Thursday, July 21, 2011

The Great Worker Pile Up Problem: Solved!


In our configuration of the Distributor pattern, we have the Distributor clustered across multiple VMs. We also run Workers on separate nodes in the same cluster. We are doing this so that we can deploy the same image to all nodes. With this configuration any Distributor/Worker can move from one node to the other in case of a failure. With all this sliding of nodes around we ran into one main issue.

Everything worked great up until we had the big pile up. What would happen is we would intentionally drop all the nodes in succession until we got down to one node. Usually this node would have the Distributor already there and Worker1 would slide over. No problems. When Worker2 slid over to that node all of a sudden one of the Workers would take itself out of business, all the work would move to the other Worker and then we'd have a couple messages disappear. Disappear temporarily that is. Eventually they would come back and be processed.

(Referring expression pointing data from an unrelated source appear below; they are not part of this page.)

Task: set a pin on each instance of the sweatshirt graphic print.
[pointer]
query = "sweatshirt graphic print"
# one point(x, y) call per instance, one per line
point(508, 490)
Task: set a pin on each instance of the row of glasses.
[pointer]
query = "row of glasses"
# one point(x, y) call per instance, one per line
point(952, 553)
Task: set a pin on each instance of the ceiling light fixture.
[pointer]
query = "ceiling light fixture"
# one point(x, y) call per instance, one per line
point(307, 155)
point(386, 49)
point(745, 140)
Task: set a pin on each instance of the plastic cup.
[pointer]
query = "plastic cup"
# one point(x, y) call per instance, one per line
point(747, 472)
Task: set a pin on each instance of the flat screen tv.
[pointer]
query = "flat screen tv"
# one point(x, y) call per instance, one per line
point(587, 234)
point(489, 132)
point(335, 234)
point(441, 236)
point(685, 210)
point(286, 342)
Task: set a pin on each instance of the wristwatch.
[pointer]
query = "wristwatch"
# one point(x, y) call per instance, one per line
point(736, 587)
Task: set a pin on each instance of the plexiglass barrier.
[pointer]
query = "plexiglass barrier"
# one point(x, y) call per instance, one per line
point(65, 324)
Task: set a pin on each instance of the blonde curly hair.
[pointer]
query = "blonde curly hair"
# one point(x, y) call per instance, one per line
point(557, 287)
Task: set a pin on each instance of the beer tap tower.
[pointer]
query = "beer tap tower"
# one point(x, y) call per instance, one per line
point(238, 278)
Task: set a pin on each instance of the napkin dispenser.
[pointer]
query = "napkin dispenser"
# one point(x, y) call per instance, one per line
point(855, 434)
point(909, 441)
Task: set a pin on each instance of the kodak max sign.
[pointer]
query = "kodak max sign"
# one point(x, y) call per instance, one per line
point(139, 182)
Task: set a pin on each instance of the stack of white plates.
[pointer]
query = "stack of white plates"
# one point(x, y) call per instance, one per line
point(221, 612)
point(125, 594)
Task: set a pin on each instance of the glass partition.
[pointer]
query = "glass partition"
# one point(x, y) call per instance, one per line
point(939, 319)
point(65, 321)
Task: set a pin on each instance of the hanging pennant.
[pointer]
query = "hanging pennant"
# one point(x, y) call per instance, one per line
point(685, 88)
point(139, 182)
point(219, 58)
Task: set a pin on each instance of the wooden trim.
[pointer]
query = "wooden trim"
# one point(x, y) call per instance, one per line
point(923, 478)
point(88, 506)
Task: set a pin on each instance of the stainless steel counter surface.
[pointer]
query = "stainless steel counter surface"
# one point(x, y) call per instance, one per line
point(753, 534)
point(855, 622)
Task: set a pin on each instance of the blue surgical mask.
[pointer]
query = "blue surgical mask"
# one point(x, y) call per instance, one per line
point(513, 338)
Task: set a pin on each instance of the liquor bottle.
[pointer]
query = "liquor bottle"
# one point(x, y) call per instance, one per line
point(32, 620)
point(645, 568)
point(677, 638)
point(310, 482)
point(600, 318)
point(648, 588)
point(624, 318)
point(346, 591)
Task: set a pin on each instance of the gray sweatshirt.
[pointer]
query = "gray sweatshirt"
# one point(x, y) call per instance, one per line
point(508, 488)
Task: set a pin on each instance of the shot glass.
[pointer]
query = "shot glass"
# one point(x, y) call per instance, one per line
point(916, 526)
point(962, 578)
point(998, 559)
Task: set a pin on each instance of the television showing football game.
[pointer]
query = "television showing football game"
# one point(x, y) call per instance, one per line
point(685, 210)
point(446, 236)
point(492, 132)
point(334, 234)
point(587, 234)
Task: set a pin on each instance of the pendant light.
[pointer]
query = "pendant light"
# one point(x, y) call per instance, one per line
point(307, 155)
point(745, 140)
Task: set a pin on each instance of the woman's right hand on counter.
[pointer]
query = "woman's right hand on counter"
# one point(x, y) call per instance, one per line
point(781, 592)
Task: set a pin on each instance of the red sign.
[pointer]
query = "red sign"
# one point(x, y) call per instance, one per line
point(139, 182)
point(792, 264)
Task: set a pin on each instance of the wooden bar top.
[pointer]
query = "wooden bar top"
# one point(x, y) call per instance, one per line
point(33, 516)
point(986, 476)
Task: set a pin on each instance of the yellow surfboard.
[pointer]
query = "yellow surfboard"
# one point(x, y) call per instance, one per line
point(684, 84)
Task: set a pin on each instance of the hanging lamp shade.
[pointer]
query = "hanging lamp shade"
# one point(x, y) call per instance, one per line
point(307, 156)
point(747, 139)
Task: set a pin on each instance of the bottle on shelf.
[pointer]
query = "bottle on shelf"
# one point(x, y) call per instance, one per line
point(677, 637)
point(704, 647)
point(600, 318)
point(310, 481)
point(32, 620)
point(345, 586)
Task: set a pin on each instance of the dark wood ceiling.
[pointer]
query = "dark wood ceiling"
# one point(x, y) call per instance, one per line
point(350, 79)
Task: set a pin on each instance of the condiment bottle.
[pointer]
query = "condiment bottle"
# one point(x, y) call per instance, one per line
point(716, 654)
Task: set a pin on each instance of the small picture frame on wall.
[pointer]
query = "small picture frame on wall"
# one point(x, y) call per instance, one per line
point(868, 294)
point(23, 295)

We initially thought this was due to MSDTC since we saw messages that weren't get ack'd hanging out. After chasing this awhile we then figured it must be some networking issue. Like just about any clustered VM we have 2 NICs configured on the VM, one for the SAN and one for everything else. Come to find out when the last Worker slid over, it was picking up the NIC for the SAN and not the general network. Therefore the messages weren't getting ack'd, but eventually they'd find their way back.

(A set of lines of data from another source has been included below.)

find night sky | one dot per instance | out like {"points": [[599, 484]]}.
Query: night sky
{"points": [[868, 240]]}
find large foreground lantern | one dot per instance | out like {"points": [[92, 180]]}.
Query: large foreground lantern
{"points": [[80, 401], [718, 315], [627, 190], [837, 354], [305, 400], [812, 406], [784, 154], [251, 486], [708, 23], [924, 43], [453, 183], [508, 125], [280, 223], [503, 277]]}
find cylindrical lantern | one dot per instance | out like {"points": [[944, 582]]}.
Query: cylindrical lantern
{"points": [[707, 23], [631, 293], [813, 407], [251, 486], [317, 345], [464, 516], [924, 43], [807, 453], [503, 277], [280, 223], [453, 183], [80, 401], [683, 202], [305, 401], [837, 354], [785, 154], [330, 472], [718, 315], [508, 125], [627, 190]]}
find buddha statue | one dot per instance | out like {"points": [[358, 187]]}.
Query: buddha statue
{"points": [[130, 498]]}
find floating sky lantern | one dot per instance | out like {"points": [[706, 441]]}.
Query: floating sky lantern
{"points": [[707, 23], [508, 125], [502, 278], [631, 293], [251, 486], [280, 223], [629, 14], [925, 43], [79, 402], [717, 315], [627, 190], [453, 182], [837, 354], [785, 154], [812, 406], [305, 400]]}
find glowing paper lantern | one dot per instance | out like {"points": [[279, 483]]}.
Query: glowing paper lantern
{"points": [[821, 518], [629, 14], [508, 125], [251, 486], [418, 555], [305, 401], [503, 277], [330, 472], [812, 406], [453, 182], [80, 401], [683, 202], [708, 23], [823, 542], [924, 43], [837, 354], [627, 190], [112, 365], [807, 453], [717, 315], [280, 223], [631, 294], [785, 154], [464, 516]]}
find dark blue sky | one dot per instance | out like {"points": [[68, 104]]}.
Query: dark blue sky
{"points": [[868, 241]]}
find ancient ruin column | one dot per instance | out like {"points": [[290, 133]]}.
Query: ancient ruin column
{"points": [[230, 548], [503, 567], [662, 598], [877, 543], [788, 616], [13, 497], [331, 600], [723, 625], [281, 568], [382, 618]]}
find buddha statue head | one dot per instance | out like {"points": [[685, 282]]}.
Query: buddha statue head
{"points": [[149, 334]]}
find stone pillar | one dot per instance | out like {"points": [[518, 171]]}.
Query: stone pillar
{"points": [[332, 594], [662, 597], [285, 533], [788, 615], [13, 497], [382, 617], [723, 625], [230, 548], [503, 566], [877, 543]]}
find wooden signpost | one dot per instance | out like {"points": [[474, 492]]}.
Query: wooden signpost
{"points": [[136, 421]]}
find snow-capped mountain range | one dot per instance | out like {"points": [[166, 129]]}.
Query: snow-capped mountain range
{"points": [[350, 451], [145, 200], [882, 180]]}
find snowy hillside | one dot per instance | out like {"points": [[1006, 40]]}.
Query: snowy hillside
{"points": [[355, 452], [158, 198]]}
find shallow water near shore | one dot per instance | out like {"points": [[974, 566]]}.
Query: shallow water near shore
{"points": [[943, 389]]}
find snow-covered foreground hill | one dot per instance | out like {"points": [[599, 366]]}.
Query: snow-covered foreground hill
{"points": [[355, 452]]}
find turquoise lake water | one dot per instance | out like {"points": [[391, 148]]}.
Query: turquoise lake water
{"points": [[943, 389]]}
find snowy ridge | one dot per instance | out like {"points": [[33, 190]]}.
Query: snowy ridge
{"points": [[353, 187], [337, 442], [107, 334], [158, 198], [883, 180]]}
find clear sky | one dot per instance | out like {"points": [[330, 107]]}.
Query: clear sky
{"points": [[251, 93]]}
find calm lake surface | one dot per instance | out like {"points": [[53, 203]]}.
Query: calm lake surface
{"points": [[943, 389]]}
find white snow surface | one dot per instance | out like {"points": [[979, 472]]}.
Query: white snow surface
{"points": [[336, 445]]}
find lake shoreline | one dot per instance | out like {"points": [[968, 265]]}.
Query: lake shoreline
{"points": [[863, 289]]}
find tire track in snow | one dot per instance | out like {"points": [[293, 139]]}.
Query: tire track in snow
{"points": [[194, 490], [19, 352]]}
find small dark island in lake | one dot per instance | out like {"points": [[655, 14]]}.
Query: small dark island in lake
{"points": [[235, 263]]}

We tried setting the priority of the NICs and so on to no avail. After speaking with MS, we ended up pinning the IPs of the local machines in the registry to the correct network interface. We also had to do this on the clustered services as well. Now when the nodes slide about the local IPs don't change and we have a script that the services depend on that updates the clustered IPs if necessary(like when you change data centers).

I'd like to that our team for being persistent and finally tracking this one down. Now we can deploy the same image to all nodes and have them move about freely. Everything works as designed with full load balancing.